Riportano la notizia della causa di lavoro dell’ex portavoce dell’allora ministra Bellanova. Bartoli: inaccettabile che si chieda ancora il carcere per diffamazione

“C’è da chiedersi in che Paese e in quale democrazia vogliamo vivere. Ancora una volta viene chiesta la pena del carcere per giornalisti che hanno semplicemente svolto il loro lavoro. Tra l’altro, nel caso in questione, i fatti erano acclarati. Abbiamo avuto la pronuncia della Corte Costituzionale e numerosi richiami dalle istituzioni europee per il permanere della pena detentiva per il reato di diffamazione a mezzo stampa. Troviamo quindi inaccettabile che, per una vicenda abbastanza chiara, come quella relativa al “caso” Bellanova, un magistrato chieda ben sei mesi di reclusione per i giornalisti.

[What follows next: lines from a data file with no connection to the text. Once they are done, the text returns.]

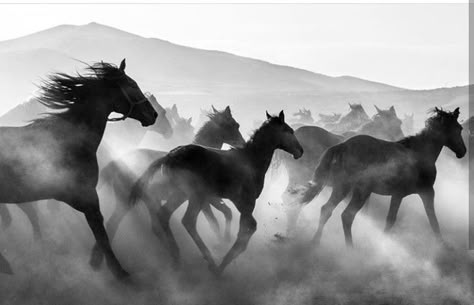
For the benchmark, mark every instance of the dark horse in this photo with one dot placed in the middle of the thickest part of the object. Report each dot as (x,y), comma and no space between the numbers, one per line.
(315,140)
(366,165)
(200,174)
(122,173)
(55,157)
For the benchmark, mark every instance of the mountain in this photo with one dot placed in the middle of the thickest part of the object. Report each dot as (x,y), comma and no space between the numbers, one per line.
(193,78)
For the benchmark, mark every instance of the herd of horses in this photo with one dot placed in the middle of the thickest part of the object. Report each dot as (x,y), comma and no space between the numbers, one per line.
(57,157)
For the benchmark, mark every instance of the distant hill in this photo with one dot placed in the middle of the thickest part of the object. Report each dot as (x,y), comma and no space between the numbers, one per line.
(195,78)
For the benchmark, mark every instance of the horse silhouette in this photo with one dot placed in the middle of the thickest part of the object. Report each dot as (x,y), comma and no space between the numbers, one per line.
(201,174)
(54,157)
(365,165)
(328,118)
(120,135)
(351,121)
(121,174)
(315,140)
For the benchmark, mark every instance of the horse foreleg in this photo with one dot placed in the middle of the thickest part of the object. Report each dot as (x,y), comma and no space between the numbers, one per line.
(164,216)
(189,222)
(32,214)
(357,202)
(248,226)
(338,194)
(90,207)
(227,212)
(5,216)
(395,202)
(428,202)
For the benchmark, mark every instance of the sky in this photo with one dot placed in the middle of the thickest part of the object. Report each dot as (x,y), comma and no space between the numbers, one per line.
(416,46)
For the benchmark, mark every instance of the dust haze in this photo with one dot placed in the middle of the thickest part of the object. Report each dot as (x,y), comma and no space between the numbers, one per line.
(406,267)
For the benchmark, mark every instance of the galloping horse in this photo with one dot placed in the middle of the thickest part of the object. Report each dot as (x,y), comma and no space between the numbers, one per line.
(55,157)
(122,173)
(126,133)
(200,174)
(315,140)
(366,165)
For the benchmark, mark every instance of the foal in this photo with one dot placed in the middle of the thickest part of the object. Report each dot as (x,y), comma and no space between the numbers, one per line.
(200,174)
(366,165)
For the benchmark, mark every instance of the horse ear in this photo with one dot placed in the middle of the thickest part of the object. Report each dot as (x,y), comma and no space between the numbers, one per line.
(282,116)
(456,112)
(122,65)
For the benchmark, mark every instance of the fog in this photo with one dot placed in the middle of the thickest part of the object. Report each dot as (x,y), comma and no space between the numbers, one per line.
(406,267)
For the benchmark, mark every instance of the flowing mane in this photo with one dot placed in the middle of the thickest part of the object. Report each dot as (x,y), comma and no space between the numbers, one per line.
(64,92)
(432,125)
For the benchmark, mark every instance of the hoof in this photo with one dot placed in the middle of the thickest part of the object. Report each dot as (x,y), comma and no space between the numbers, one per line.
(214,269)
(5,266)
(96,261)
(122,276)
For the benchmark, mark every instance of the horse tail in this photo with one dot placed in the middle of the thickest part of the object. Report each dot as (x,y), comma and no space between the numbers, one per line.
(321,174)
(139,188)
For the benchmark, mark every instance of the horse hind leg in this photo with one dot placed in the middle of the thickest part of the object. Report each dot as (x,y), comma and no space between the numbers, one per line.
(227,212)
(6,216)
(89,205)
(338,194)
(189,222)
(164,215)
(359,197)
(32,213)
(211,218)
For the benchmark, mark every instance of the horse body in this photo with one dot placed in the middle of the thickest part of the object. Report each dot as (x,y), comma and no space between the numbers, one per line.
(366,165)
(200,174)
(122,173)
(315,140)
(55,157)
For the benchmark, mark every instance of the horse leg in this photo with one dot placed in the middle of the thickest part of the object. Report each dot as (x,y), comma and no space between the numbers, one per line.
(247,227)
(359,197)
(395,202)
(227,212)
(428,202)
(211,218)
(32,214)
(338,194)
(189,222)
(5,216)
(164,215)
(90,207)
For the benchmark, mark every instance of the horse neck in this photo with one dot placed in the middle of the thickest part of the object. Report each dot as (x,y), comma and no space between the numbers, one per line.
(88,121)
(209,135)
(259,151)
(427,145)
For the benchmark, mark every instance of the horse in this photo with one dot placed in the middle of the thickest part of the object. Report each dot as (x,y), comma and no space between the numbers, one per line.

Auspichiamo che il nuovo Parlamento metta una volta per tutte la parola fine a questa aberrazione.” Lo afferma il presidente dell’Ordine dei Giornalisti Carlo Bartoli in merito alla richiesta del pm di sei mesi di carcere nei confronti di tre giornalisti accusati di aver riportato, con tono diffamatorio, la notizia di una causa di lavoro avviata dall’ex addetto stampa dell’allora ministra Teresa Bellanova.